It is expressly understood and agreed that all of the Collateral 
stands as equal security for all Obligations, and that the Lender 
shall have the right to proceed against any or all of the 
Collateral in any order, or simultaneously, as in its sole and 
absolute discretion it shall determine.  It is further understood 
and agreed that the Lender shall have the right, as it in its sole 
and absolute discretion shall determine, to sell any or all of the 
Collateral in any order or simultaneously.

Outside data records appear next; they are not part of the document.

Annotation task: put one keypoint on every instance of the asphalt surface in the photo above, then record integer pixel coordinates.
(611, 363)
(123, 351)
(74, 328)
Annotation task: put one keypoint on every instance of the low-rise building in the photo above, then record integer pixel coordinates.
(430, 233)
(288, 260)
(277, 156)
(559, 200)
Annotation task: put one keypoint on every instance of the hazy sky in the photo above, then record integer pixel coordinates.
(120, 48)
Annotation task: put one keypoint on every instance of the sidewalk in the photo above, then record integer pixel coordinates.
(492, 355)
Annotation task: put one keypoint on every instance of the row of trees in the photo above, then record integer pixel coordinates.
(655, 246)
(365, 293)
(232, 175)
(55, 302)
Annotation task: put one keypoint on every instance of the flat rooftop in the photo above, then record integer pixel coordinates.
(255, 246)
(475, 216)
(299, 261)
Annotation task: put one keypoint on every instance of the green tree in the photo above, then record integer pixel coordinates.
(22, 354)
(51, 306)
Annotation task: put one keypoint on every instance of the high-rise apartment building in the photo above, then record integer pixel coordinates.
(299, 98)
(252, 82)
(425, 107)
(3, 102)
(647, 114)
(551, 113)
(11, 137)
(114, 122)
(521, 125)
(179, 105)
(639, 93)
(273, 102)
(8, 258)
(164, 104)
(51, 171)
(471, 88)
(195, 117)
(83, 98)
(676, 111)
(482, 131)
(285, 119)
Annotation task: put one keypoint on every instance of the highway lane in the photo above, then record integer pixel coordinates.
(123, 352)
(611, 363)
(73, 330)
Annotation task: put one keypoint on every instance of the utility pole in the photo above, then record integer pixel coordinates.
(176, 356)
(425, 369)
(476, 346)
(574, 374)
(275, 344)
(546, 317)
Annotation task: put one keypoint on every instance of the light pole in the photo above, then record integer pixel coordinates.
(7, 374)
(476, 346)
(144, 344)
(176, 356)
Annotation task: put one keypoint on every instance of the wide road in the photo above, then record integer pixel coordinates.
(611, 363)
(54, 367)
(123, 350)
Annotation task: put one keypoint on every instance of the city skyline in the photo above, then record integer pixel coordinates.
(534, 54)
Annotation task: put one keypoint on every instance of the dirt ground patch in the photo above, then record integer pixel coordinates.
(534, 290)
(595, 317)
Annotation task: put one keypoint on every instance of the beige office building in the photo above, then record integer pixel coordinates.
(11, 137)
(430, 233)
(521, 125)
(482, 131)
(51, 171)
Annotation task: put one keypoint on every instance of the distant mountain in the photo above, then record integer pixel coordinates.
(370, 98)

     Section 12.7  No Implied Waivers; Rights Cumulative.  No delay 
                   -------------------------------------
on the part of the Lender in exercising any right, remedy, power or 
privilege hereunder or under any of the Loan Documents or provided 
by statute or at law or in equity or otherwise shall impair, 
prejudice or constitute a waiver of any such right, remedy, power 
or privilege or be construed as a waiver of any Event of Default or 
as an acquiescence therein.  No right, remedy, power or privilege 
conferred on or reserved to the Lender hereunder or under any of 
the Loan Documents or otherwise is intended to be exclusive of any 
other right, remedy, power or privilege.  Each and every right, 
remedy, power or privilege conferred on or reserved to the Lender 
hereunder or under any of the Loan Documents or otherwise shall be 
cumulative and in addition to each and every other right, remedy, 
power or privilege so conferred on or reserved to the Lender may be 
exercised by the Lender at such time or times and in such order and 
manner as the Lender shall (in its sole and complete discretion) 
deem expedient.

     Section 12.8  Rescission of Rights of Borrower.  Upon the 
                   --------------------------------
occurrence of an Event of Default:

          (a)  All rights of the Borrower to receive the principal 
and interest payments which it would otherwise be authorized to 
receive and retain pursuant to this Agreement shall cease, and all 
such rights shall thereupon become vested in the Lender, so long as 
an Event of Default shall continue, who shall thereupon have the 
sole right to receive and hold as collateral such principal and 
interest payments;


                                 55

<PAGE>

          (b)  All rights of the Borrower to exercise the voting 
and other consensual rights which it would otherwise be entitled to 
exercise pursuant to this Agreement shall cease, and all such 
rights shall thereupon become vested in the Lender who shall 
thereupon have the sole right to exercise such voting and other 
consensual rights;

          (c)  All rights of the Borrower to receive the dividends 
which it would otherwise be authorized to receive and retain 
pursuant to this Agreement shall cease, and all such rights shall 
thereupon become vested in the Lender who shall thereupon have the 
sole right to receive and hold as collateral such dividends; and

          (d)  Any and all principal, interest and dividends which 
are received by the Borrower contrary to the provisions of this 
Agreement shall be received in trust for the benefit of the Lender, 
shall be segregated from other funds of the Borrower, and shall be 
forthwith paid over to the Lender as Collateral in the same form so 
received (with any necessary endorsement).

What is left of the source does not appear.